Aligning

Start Alignment

Overview

Start alignment training in Arcee by initiating the process from your pretrained models, aligned models, merged models, or HuggingFace models. Choose the alignment dataset and base generator model to begin.

Start Alignment Training

Step-by-step
  1. Open Arcee UI

  2. Select pretrained model

  3. Choose alignment dataset

  4. Pick base generator model

  5. Launch alignment training

  6. Monitor training progress

Dataset Selection and Training

Choosing Alignment Dataset

To select an alignment dataset in the Arcee UI, navigate to the Datasets section. Here, you will find a list of available datasets that you can use for alignment.

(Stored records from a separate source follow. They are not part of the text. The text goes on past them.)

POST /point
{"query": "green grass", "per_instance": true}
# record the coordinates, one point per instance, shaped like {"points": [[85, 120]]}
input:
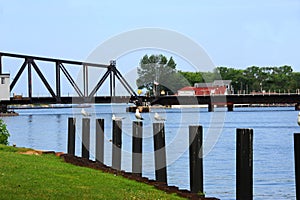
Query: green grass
{"points": [[48, 177]]}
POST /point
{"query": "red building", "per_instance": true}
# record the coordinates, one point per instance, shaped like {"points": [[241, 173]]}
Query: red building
{"points": [[202, 89]]}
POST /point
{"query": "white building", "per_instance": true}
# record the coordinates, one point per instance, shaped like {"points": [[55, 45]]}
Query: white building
{"points": [[4, 87]]}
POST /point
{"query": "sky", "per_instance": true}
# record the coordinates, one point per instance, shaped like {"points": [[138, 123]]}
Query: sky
{"points": [[233, 33]]}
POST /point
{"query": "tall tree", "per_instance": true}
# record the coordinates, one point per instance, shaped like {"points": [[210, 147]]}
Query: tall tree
{"points": [[157, 73]]}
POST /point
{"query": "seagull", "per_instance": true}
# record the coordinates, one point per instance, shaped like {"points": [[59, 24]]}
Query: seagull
{"points": [[84, 113], [138, 114], [117, 118], [158, 118]]}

Choosing the correct dataset for the alignment process is important. The dataset determines how well your small language model adapts to its specific context. An accurate dataset helps ensure that the model performs better and meets your requirements.

  • Choose datasets that closely match your target domain for better alignment.

  • Ensure the dataset size is appropriate. Larger datasets may improve performance but require more resources.

  • Check the quality of the data. Clean and well-structured datasets yield better results.

Alignment training can begin once the correct dataset and the base generator model are selected in the UI. By choosing the right dataset, you help your model learn more effectively and align with your specific needs.

Start Alignment From Arcee Python

pip install arcee-py

%env ARCEE_API_KEY=YOUR-ARCEE-KEY

plaintext
import arcee
arcee.start_alignment("my-align", hf_model="meta-llama/Meta-Llama-3-8B")

Video Walkthrough

This video demonstrates model alignment with the Arcee UI and the Arcee Python SDK. The video description includes a link to the companion notebook.

Frequently Asked Questions

  • You can align pretrained models, aligned models, merged models, and HuggingFace models on the Arcee platform.

  • No, you cannot pause training once it has started on the Arcee platform.

  • The duration of the training depends on the size and complexity of your data. It can range from a few hours to several days.

  • The data for alignment should be in a CSV format, structured according to the guidelines provided by Arcee.